Вечером Бернардито появился на борту корабля, но узнал, что синьор Рамон проводит свое время где-то на берегу. Бернардито кинулся искать своего друга по ближайшим трактирам и действительно застал его в маленьком номере портовой гостиницы. Дон Рамон уединился, чтобы дать волю своему поэтическому вдохновению: он сочинял поэму, посвященную Долорес.

Между тем синьора Эстрелла направилась к городскому коррехидору 80, чтобы тот послал своих альгвазилов 81 в замок гранда Сальватора и освободил девушку.

Но лукавый коррехидор смекнул, что с бедной доньи Эстреллы взять нечего, в то время как ссора с важным грандом лишила бы его обильных доходов, а может быть, и выгодной службы. Он притворно обещал донье Эстрелле всяческую помощь в розысках дочери, но выразил уверенность, что почтенный старик решительно не виновен. Коррехидор заявил, что девушка могла быть похищена только ее нетерпеливым женихом, доном Рамоном де Гарсия, и никем другим.

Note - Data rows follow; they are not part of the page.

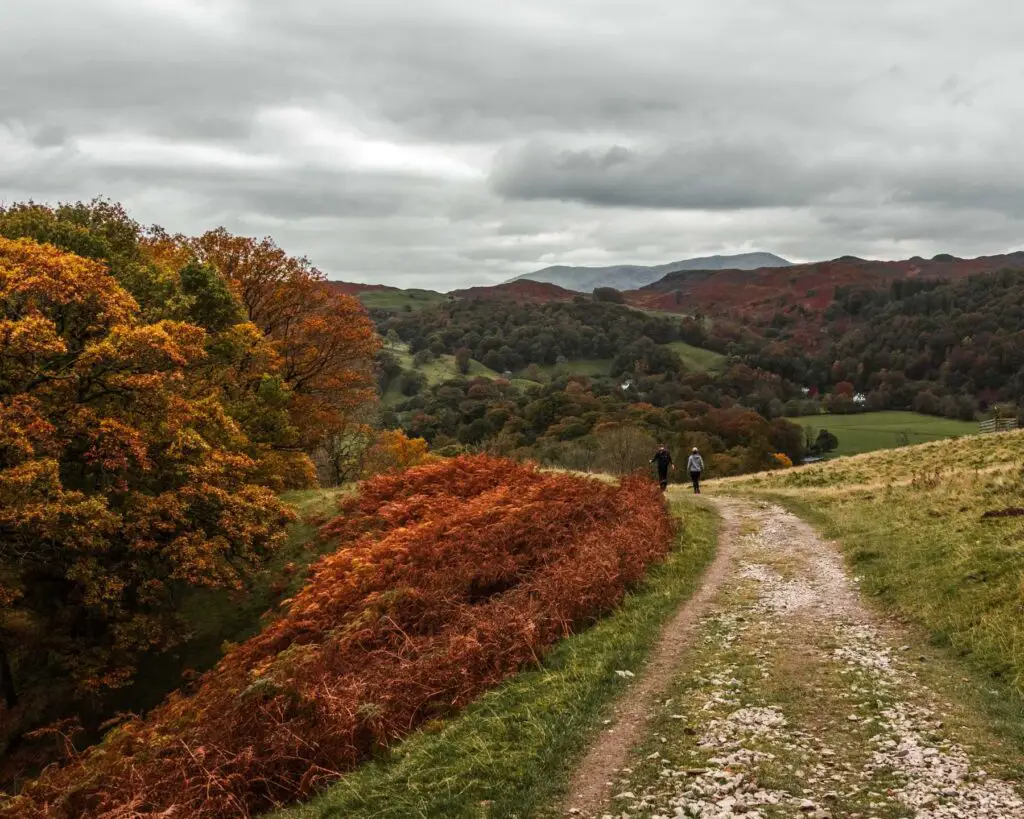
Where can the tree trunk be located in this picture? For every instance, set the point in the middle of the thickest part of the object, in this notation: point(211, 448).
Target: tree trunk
point(7, 689)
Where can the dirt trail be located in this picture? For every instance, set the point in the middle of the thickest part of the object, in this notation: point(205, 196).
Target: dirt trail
point(776, 692)
point(592, 782)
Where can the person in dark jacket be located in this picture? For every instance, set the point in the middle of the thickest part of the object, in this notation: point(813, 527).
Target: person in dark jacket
point(695, 467)
point(664, 461)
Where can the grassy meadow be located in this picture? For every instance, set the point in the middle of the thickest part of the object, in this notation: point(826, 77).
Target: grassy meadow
point(511, 752)
point(697, 358)
point(866, 432)
point(396, 300)
point(918, 527)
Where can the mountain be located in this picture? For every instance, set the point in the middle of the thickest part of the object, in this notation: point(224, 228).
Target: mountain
point(523, 291)
point(809, 287)
point(633, 276)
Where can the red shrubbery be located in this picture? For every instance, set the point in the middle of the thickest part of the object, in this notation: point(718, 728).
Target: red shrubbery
point(453, 576)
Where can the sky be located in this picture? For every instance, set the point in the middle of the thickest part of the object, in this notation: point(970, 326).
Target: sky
point(442, 143)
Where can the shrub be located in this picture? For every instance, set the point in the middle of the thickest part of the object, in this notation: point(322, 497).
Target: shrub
point(450, 577)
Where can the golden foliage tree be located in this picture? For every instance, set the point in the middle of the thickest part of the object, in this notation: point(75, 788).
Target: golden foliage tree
point(395, 451)
point(124, 477)
point(326, 340)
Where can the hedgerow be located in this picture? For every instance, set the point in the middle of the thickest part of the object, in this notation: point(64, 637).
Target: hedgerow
point(449, 578)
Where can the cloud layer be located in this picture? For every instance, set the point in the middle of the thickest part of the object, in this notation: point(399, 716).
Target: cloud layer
point(448, 142)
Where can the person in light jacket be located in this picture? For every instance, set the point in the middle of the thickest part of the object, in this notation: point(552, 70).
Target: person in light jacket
point(695, 467)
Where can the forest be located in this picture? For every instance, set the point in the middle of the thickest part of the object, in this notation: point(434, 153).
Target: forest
point(157, 394)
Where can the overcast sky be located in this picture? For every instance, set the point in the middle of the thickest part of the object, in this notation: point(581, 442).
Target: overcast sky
point(445, 142)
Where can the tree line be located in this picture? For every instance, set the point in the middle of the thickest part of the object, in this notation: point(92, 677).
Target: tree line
point(157, 393)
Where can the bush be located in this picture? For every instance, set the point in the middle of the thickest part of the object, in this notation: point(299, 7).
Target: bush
point(449, 578)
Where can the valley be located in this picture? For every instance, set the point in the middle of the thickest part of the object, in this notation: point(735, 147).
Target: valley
point(324, 549)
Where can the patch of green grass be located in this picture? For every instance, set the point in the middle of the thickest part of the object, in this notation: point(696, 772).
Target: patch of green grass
point(398, 300)
point(865, 432)
point(438, 371)
point(512, 752)
point(697, 358)
point(216, 616)
point(581, 367)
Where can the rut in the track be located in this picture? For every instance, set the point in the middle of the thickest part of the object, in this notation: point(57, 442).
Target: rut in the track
point(776, 692)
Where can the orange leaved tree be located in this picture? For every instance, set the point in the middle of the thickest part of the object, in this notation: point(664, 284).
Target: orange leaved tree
point(395, 451)
point(123, 481)
point(326, 340)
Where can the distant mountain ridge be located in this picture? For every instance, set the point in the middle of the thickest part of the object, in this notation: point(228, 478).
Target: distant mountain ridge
point(634, 276)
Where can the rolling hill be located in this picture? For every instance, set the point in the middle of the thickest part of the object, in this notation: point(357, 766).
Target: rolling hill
point(809, 286)
point(632, 276)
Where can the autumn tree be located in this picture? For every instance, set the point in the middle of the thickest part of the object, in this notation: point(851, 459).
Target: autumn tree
point(395, 451)
point(124, 479)
point(325, 339)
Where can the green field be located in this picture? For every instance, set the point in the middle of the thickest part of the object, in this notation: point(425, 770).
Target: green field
point(592, 368)
point(398, 300)
point(867, 432)
point(440, 370)
point(934, 533)
point(696, 357)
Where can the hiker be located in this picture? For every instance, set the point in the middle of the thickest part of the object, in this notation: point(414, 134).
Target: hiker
point(664, 461)
point(695, 467)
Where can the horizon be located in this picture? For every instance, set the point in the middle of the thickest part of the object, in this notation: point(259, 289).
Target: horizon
point(794, 262)
point(457, 142)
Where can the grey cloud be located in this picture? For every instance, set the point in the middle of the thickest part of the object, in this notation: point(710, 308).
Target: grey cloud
point(590, 131)
point(716, 176)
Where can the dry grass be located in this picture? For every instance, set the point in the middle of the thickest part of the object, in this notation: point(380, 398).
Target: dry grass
point(910, 523)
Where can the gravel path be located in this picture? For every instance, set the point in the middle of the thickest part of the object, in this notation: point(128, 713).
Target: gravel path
point(791, 698)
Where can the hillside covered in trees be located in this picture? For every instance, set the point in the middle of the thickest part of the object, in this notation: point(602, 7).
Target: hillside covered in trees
point(157, 395)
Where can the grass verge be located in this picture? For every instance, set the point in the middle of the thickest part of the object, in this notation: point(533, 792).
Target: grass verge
point(512, 752)
point(911, 526)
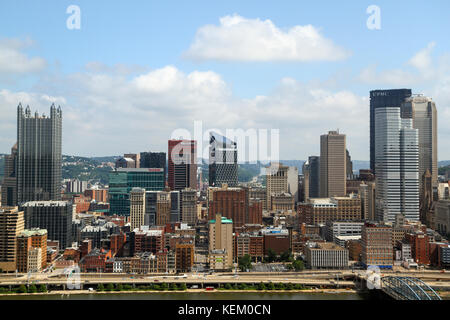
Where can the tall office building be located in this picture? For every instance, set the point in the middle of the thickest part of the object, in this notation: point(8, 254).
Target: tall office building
point(221, 236)
point(154, 160)
point(333, 173)
point(12, 223)
point(123, 180)
point(137, 207)
point(293, 182)
point(9, 185)
point(380, 99)
point(39, 158)
point(54, 216)
point(189, 206)
point(422, 111)
point(276, 181)
point(223, 165)
point(396, 166)
point(182, 164)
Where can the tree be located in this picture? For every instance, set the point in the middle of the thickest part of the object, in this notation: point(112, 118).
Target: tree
point(22, 289)
point(298, 265)
point(271, 255)
point(109, 287)
point(245, 262)
point(286, 256)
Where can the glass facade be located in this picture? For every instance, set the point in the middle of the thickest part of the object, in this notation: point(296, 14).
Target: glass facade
point(122, 180)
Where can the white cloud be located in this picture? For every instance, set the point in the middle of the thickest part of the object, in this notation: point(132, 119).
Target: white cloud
point(14, 61)
point(241, 39)
point(111, 114)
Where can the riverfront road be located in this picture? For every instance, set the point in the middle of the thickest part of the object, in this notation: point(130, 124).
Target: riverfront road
point(335, 278)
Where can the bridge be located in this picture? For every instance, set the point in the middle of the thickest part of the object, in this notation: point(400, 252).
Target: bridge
point(407, 288)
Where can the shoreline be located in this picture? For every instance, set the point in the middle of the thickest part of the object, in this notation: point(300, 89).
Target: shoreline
point(80, 292)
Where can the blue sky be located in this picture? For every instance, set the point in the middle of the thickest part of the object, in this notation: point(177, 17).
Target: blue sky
point(144, 36)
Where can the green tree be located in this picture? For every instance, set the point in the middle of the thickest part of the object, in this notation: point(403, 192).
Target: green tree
point(286, 256)
point(298, 265)
point(271, 255)
point(109, 287)
point(245, 262)
point(32, 288)
point(22, 289)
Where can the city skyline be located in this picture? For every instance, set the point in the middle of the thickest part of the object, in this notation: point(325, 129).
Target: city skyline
point(107, 90)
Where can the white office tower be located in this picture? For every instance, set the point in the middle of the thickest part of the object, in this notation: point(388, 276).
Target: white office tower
point(396, 166)
point(422, 110)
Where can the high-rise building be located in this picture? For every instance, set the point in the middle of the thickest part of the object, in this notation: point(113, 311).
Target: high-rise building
point(189, 206)
point(293, 182)
point(333, 173)
point(311, 173)
point(123, 180)
point(38, 166)
point(276, 181)
point(154, 160)
point(137, 208)
point(381, 99)
point(12, 223)
point(221, 236)
point(223, 165)
point(422, 111)
point(32, 250)
point(396, 166)
point(53, 216)
point(9, 185)
point(182, 164)
point(376, 242)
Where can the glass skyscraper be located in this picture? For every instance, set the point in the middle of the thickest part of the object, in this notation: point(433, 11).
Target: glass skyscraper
point(123, 180)
point(381, 99)
point(38, 162)
point(223, 165)
point(396, 166)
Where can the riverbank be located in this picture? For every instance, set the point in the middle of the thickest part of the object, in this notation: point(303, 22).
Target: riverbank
point(196, 291)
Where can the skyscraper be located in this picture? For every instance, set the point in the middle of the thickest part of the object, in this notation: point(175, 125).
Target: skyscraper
point(9, 185)
point(222, 161)
point(182, 164)
point(39, 158)
point(12, 223)
point(276, 181)
point(396, 165)
point(333, 175)
point(153, 160)
point(422, 110)
point(311, 172)
point(380, 99)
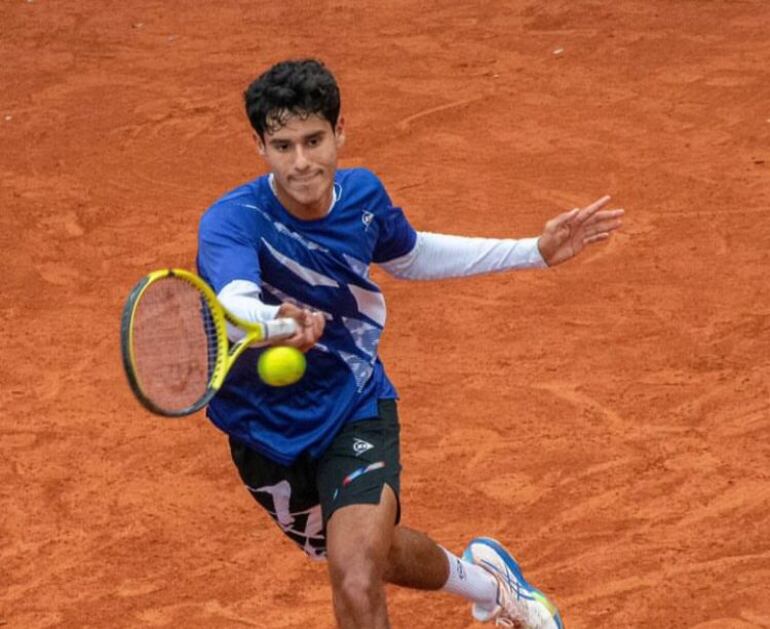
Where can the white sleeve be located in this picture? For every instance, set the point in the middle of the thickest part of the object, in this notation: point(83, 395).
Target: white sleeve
point(243, 299)
point(437, 256)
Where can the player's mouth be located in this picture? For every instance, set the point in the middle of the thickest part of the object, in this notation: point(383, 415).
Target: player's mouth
point(305, 179)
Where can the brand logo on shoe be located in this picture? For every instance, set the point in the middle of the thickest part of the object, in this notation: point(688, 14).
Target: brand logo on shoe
point(360, 446)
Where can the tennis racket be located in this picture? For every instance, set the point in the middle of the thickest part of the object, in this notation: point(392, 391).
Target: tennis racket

А дон Рамон, потрясенный неожиданным несчастьем, уже под утро разыскал в Барселоне одного своего состоятельного приятеля, некоего Хуанито Прентоса, занял у него десять золотых для покупки лошадей и предложил ему принять участие в розысках девушки, не подозревая, что Хуанито Прентос приходится сродни старому коррехидору. Чтобы не прослыть у товарищей трусом, Хуанито скрепя сердце согласился ехать, но по дороге усиленно уговаривал своих друзей не затевать ссоры с влиятельными людьми и покончить дело миром. Вечером, на второй день после похищения, все трое прискакали в городок. О девушке по-прежнему не было ни слуху ни духу, но от ее матери молодые люди узнали, что коррехидор обвиняет в похищении дона Рамона.

Дон Рамон, как человек прямодушный и вспыльчивый, не сходя со своего усталого коня, повернул его снова к воротам, безжалостно пришпорил и вмиг домчался до дома коррехидора. Бернардито недолго думая пустился вслед за ним, а Хуанито Прентос, сославшись на крайнее изнеможение своего скакуна, остался утешать старую синьору в ее доме. В дальнейшем, когда события стали принимать все более опасный оборот, Хуанито Прентос потихоньку улизнул назад, в Барселону...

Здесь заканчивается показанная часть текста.